Like a library book checked out decades ago, Jerry Tarkanian’s induction into the Naismith Memorial Basketball Hall of Fame was way overdue. As reported by the Review-Journal’s Steve Carp, the renowned basketball coach — who took the men’s program at the University of Nevada, Las Vegas to incredible heights over a 19-year stretch — was finally, rightly honored Sunday in Springfield, Mass.

Over the past three decades, there have been many great college basketball coaches who have had long, successful careers with various programs: Mike Krzyzewski at Duke, Dean Smith at North Carolina, Jim Boeheim at Syracuse, Roy Williams at both North Carolina and Kansas, Rick Pitino at Kentucky and Louisville, Lute Olson at Arizona, the irascible Bobby Knight at Indiana. But there have been precious few coaches in any era who have rethought the game and influenced it as much as Mr. Tarkanian.

He racked up 990 victories as a junior college and Division I coach, including 509 in 19 years overseeing the Rebels — an average of nearly 27 wins per season at UNLV. He took the Rebels to a boatload of NCAA Tournament appearances, including four Final Fours and his crowning achievement, the national title in 1990. And he did all that with a run-and-gun style predicated on suffocating defense that created ridiculously entertaining amounts of offense.

Any college program that employs up-tempo play today owes a huge debt to Mr.
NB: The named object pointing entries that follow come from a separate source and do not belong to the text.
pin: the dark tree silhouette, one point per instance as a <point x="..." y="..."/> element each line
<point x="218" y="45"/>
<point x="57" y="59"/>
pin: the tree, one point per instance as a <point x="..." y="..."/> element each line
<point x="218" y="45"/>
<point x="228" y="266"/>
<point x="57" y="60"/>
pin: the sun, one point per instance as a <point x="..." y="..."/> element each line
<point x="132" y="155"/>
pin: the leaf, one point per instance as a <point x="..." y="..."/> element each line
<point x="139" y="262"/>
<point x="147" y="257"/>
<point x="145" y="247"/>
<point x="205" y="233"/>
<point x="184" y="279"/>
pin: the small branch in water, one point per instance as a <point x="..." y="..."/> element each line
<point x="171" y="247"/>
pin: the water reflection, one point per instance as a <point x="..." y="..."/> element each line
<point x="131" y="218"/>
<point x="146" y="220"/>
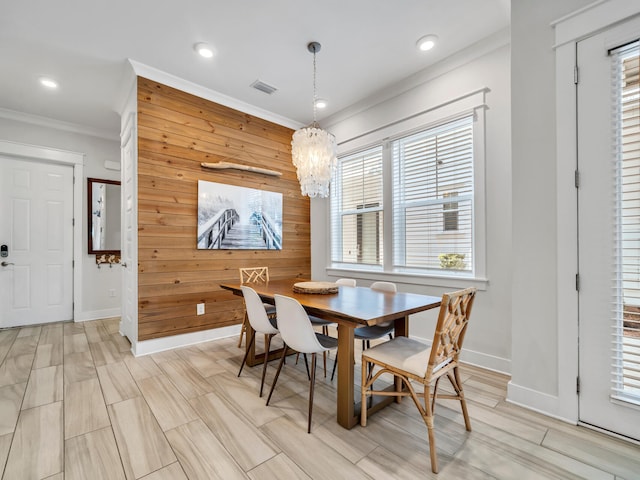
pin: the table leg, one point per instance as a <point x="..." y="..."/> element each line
<point x="345" y="408"/>
<point x="401" y="328"/>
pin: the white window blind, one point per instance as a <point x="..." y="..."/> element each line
<point x="357" y="209"/>
<point x="626" y="318"/>
<point x="433" y="199"/>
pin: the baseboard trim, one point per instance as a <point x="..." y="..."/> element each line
<point x="156" y="345"/>
<point x="536" y="401"/>
<point x="96" y="315"/>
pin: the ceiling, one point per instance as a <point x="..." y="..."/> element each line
<point x="367" y="46"/>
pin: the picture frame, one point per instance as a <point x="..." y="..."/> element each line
<point x="238" y="218"/>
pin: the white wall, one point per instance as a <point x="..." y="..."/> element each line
<point x="95" y="302"/>
<point x="488" y="341"/>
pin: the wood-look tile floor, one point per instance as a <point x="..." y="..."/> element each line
<point x="75" y="404"/>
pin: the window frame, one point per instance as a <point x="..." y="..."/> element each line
<point x="472" y="104"/>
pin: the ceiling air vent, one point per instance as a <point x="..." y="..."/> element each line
<point x="263" y="87"/>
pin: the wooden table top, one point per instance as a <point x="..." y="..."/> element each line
<point x="351" y="305"/>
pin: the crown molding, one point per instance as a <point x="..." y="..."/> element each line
<point x="479" y="49"/>
<point x="193" y="88"/>
<point x="57" y="124"/>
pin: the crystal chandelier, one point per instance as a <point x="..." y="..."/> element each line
<point x="314" y="150"/>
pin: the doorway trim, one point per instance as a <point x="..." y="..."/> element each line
<point x="570" y="29"/>
<point x="75" y="159"/>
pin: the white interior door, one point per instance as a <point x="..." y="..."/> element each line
<point x="36" y="215"/>
<point x="608" y="237"/>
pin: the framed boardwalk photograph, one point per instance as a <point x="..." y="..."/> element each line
<point x="238" y="218"/>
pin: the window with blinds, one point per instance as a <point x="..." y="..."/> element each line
<point x="433" y="199"/>
<point x="357" y="209"/>
<point x="626" y="320"/>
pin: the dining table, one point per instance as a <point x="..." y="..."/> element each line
<point x="349" y="308"/>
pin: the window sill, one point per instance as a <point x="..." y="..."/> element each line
<point x="447" y="281"/>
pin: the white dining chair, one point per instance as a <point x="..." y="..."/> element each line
<point x="298" y="334"/>
<point x="261" y="323"/>
<point x="254" y="275"/>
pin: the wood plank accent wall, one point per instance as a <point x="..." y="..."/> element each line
<point x="176" y="132"/>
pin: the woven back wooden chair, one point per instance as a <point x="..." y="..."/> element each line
<point x="254" y="275"/>
<point x="410" y="360"/>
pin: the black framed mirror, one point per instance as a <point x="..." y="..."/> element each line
<point x="103" y="216"/>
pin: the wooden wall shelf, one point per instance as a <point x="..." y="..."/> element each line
<point x="238" y="166"/>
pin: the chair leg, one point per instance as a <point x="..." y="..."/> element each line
<point x="243" y="330"/>
<point x="463" y="402"/>
<point x="267" y="344"/>
<point x="311" y="384"/>
<point x="324" y="363"/>
<point x="306" y="364"/>
<point x="363" y="389"/>
<point x="428" y="419"/>
<point x="246" y="354"/>
<point x="335" y="363"/>
<point x="435" y="390"/>
<point x="275" y="379"/>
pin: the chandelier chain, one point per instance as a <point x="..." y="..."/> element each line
<point x="314" y="87"/>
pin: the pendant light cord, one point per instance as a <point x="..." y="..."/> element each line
<point x="314" y="87"/>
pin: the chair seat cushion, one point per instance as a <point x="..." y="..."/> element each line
<point x="402" y="353"/>
<point x="319" y="321"/>
<point x="373" y="332"/>
<point x="326" y="341"/>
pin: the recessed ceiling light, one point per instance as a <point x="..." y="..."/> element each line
<point x="321" y="103"/>
<point x="48" y="82"/>
<point x="204" y="50"/>
<point x="427" y="42"/>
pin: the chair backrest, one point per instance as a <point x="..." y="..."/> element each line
<point x="384" y="287"/>
<point x="255" y="311"/>
<point x="254" y="275"/>
<point x="294" y="325"/>
<point x="450" y="330"/>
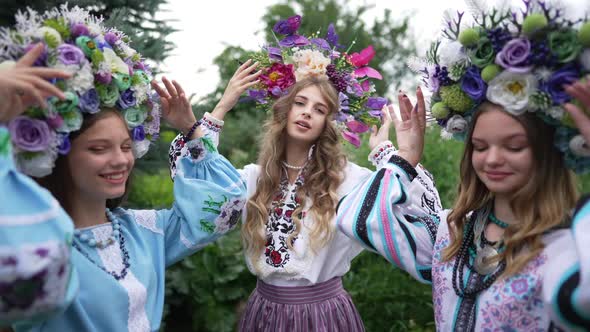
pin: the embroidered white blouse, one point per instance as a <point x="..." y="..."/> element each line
<point x="277" y="264"/>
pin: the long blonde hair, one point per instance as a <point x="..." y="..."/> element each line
<point x="539" y="206"/>
<point x="323" y="174"/>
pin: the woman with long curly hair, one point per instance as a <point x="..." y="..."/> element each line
<point x="289" y="235"/>
<point x="505" y="256"/>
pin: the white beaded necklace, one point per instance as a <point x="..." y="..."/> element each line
<point x="294" y="167"/>
<point x="298" y="168"/>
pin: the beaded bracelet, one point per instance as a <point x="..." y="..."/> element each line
<point x="212" y="122"/>
<point x="380" y="152"/>
<point x="188" y="135"/>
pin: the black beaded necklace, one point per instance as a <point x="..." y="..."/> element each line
<point x="124" y="253"/>
<point x="462" y="260"/>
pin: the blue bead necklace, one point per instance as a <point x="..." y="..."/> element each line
<point x="116" y="236"/>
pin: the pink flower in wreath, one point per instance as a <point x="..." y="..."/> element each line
<point x="278" y="75"/>
<point x="275" y="256"/>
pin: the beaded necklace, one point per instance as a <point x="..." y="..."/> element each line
<point x="116" y="235"/>
<point x="463" y="257"/>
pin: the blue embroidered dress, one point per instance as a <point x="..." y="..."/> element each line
<point x="380" y="215"/>
<point x="208" y="195"/>
<point x="36" y="278"/>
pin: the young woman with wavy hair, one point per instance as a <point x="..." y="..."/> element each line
<point x="498" y="258"/>
<point x="289" y="235"/>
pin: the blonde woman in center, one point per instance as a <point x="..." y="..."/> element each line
<point x="289" y="235"/>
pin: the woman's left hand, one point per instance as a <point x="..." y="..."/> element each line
<point x="410" y="129"/>
<point x="381" y="135"/>
<point x="176" y="108"/>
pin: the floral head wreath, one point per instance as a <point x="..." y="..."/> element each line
<point x="519" y="60"/>
<point x="296" y="57"/>
<point x="106" y="73"/>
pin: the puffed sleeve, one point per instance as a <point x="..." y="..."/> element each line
<point x="384" y="215"/>
<point x="37" y="278"/>
<point x="209" y="126"/>
<point x="209" y="195"/>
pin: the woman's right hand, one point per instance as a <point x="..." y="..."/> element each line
<point x="243" y="79"/>
<point x="410" y="129"/>
<point x="23" y="85"/>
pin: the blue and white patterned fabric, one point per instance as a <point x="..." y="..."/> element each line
<point x="36" y="278"/>
<point x="209" y="195"/>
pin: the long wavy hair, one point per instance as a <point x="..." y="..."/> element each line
<point x="542" y="204"/>
<point x="323" y="174"/>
Tarkanian.

His run at UNLV is still quite a legacy for this community, two decades after it ended. People who have been here a long time still take great pride in the Runnin’ Rebels. Now that pride can grow, thanks to the Hall of Fame voters. Mr. Tarkanian’s enshrinement was delayed by his myriad run-ins with the NCAA, the aspersions cast on which players he recruited and how he might have recruited them, and the messy way it all ended at UNLV after the publication in this newspaper of the infamous hot tub photo, in which three UNLV players were pictured with Richard Perry, who years earlier had been convicted in a point-shaving scandal.

Mr. Tarkanian ultimately was vindicated, with the NCAA settling the long-running feud by paying him $2.5 million in damages in 1998.

In a better-late-than-never move, voters looked past issues real and perceived and allowed Mr. Tarkanian — now 83 years old and struggling with his health — to have this well-deserved moment with his whole family and his former players. No less a basketball authority than Bill Walton, who helped present Mr. Tarkanian at Sunday’s ceremony, lauded the decision, telling Mr. Carp, “An injustice has been corrected. When you think about Jerry Tarkanian the man, what he did for people, never looking at color, willing to give young men a second chance in life, that means more to society than anything he did in basketball, which is quite immense.”

Immense indeed. Long overdue, Mr. Tarkanian has gotten his due. Congratulations to him and his family.